I promised her that I would be 100% transparent about all of that because the whole reason I was there was because I want to LIVE. But that, honestly, since I started my meds yesterday evening, I’ve felt such a shift, so much hope. I’m not worried about wanting to die. I will go to inpatient if that’s what’s needed, but I don’t feel that way right now.
And you may think hearing that I was so close to being admitted to an inpatient psychiatric hospital would make me feel… scared? Freaked out? Worried? But no. You know what? I felt fucking validated. Because I WAS hanging on by a thread. And someone, many someones FINALLY SAW THAT.
I’ve spent too long gaslighting myself and being gaslit. “Chill, Jill,” is something I’ve heard my entire life, both externally and internally. I haven’t been able to trust the depths of what I really feel. I’ve been told I’m too competent, too smart, too reactive, I think too much. I just need to calm down.
If you could just calm down…
I cried happy-sad tears on my drive home from my 2nd day of PHP today, my magazine page holiday wreath riding in my passenger seat, thinking how happy I am to finally be seen and LET MYSELF be seen, and sad that it’s taken 40 years.

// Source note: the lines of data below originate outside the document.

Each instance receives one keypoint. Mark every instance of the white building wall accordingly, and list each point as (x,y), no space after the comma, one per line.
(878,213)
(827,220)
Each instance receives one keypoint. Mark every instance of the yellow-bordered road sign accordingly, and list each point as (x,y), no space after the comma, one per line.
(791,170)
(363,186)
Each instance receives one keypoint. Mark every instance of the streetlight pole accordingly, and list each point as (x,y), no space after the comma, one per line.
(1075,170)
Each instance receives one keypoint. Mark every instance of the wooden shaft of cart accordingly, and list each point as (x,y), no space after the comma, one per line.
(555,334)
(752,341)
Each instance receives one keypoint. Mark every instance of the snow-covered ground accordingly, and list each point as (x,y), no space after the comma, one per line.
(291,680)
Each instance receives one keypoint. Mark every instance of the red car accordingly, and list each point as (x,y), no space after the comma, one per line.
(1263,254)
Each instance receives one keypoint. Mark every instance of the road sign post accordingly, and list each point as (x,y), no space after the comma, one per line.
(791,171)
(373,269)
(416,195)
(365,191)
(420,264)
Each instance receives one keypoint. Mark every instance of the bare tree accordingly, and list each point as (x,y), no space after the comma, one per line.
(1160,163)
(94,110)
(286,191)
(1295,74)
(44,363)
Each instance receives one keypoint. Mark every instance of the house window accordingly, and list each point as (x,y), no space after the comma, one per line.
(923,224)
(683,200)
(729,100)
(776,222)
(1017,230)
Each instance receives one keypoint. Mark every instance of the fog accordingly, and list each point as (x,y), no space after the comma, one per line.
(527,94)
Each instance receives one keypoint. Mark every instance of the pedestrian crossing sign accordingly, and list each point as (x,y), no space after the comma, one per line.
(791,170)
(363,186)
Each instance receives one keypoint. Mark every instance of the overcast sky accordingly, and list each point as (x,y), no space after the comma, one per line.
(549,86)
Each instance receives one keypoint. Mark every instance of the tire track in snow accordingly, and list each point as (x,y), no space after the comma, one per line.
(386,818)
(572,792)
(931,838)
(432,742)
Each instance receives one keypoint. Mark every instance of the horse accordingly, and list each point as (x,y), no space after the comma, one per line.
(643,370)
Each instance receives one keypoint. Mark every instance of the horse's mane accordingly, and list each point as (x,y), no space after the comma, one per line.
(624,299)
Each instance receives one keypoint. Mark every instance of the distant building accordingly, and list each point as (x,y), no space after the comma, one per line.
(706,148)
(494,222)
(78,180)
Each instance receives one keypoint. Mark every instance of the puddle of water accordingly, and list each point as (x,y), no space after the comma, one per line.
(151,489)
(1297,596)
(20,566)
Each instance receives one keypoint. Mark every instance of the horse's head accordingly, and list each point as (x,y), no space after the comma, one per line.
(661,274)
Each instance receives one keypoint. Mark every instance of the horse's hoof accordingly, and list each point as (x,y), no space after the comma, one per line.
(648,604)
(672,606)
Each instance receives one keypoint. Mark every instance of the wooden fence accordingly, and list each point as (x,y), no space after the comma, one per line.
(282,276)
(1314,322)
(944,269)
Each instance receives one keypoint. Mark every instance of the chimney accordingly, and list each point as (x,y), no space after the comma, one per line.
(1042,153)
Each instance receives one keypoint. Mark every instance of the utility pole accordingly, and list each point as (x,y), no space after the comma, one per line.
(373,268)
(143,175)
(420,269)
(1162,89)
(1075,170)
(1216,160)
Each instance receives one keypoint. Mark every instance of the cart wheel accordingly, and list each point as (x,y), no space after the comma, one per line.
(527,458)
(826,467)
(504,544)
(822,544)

Thanks so much for respecting that this is really all I’m willing to share at this time. If you want to find out more about partial hospitalization and inpatient options, my best advice is to simply google what’s in your area. That’s pretty much what I did. I do hope in the future I can become more of a resource, but right now I need to focus on the work I’m doing in PHP and healing. I may end up sharing more on Instagram in my stories while I’m processing this. I’m @JillKraus.e there.
I’m turning off comments on this post because I suck at reading and responding to them here anyway.
I still have to work because I have to make $ to support myself and now to pay for this program. So there will be more sponsored posts and other content to come. I’d so appreciate you keeping in mind that writing and sharing those things is not a reflection of what I’m dealing with personally. It’s my job.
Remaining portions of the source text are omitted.